FlickerFusion: Intra-trajectory Domain Generalizing Multi-Agent RL

Oct 11, 2024·

Woosung Koh

Wonbeen Oh

Siyeol Kim

Suhin Shin

Hyeongjin Kim

Jaein Jang

Junghyun Lee

Se-Young Yun

· 0 min read

PDF Project

Abstract

Multi-agent reinforcement learning has demonstrated significant potential in addressing complex cooperative tasks across various real-world applications. However, existing MARL approaches often rely on the restrictive assumption that the number of entities (e.g., agents, obstacles) remains constant between training and inference. This overlooks scenarios where entities are dynamically removed or added during the inference trajectory – a common occurrence in real-world environments like search and rescue missions and dynamic combat situations.
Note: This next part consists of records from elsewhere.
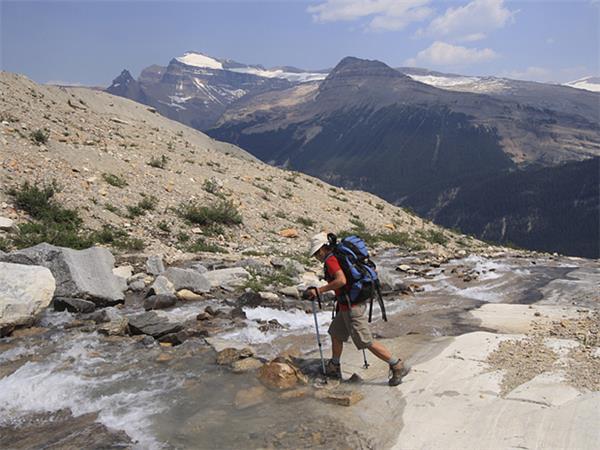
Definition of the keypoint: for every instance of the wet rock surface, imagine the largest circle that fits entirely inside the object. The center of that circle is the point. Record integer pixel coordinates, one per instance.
(78, 273)
(254, 397)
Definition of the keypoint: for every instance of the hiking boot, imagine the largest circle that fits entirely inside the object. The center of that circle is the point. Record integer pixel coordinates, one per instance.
(333, 370)
(397, 372)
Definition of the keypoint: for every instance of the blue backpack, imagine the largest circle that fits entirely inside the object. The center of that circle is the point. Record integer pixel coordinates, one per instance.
(362, 281)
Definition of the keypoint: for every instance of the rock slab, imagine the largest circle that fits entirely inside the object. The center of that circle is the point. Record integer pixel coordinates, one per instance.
(187, 279)
(85, 274)
(24, 292)
(152, 324)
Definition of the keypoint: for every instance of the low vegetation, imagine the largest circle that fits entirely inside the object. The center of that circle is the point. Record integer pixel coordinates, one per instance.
(39, 136)
(57, 225)
(114, 180)
(223, 212)
(159, 163)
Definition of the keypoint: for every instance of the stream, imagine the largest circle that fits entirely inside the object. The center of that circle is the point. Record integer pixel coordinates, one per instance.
(184, 400)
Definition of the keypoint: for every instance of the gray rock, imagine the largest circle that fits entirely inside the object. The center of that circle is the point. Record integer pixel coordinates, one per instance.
(152, 324)
(137, 285)
(253, 299)
(291, 291)
(188, 279)
(228, 276)
(85, 274)
(155, 265)
(161, 286)
(199, 268)
(73, 305)
(123, 271)
(6, 224)
(25, 291)
(287, 263)
(159, 302)
(116, 327)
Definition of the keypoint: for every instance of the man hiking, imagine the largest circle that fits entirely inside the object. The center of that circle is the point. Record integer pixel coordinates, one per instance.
(350, 320)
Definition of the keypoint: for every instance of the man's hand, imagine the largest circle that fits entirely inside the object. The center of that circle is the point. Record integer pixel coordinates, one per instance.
(310, 293)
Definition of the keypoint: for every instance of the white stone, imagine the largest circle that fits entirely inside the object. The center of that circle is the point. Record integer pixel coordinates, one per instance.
(24, 292)
(6, 223)
(226, 276)
(123, 271)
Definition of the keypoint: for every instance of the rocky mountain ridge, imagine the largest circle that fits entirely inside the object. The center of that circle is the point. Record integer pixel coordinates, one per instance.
(120, 163)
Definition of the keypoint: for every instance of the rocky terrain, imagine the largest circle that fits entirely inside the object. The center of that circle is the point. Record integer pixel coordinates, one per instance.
(370, 127)
(165, 311)
(120, 163)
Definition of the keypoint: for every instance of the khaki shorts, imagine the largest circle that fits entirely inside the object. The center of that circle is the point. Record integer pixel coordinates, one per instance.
(353, 324)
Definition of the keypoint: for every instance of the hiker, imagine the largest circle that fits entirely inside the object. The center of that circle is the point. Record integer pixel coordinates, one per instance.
(349, 320)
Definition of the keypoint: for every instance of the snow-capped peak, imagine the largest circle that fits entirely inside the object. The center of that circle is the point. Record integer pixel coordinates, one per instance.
(587, 83)
(196, 59)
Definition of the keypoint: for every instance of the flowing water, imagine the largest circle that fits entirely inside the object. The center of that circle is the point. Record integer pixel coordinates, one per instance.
(184, 400)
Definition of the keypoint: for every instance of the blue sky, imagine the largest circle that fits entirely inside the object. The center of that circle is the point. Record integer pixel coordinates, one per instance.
(90, 42)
In this paper, we tackle the challenge of intra-trajectory dynamic entity composition under zero-shot out-of-domain (OOD) generalization, where such dynamic changes cannot be anticipated beforehand. Our empirical studies reveal that existing MARL methods suffer significant performance degradation and increased uncertainty in these scenarios. In response, we propose FlickerFusion, a novel OOD generalization method that acts as a universally applicable augmentation technique for MARL backbone methods. Our results show that FlickerFusion not only achieves superior inference rewards but also uniquely reduces uncertainty vis-à-vis the backbone, compared to existing methods. For standardized evaluation, we introduce MPEv2, an enhanced version of Multi Particle Environments (MPE), consisting of 12 benchmarks. Benchmarks, implementations, and trained models are organized and open-sourced at flickerfusion305.github.io, accompanied by ample demo video renderings.

Type

Conference paper

Publication

13th International Conference on Learning Representations & NeurIPS 2024 - Workshop on Open-World Agents (OWA-2024)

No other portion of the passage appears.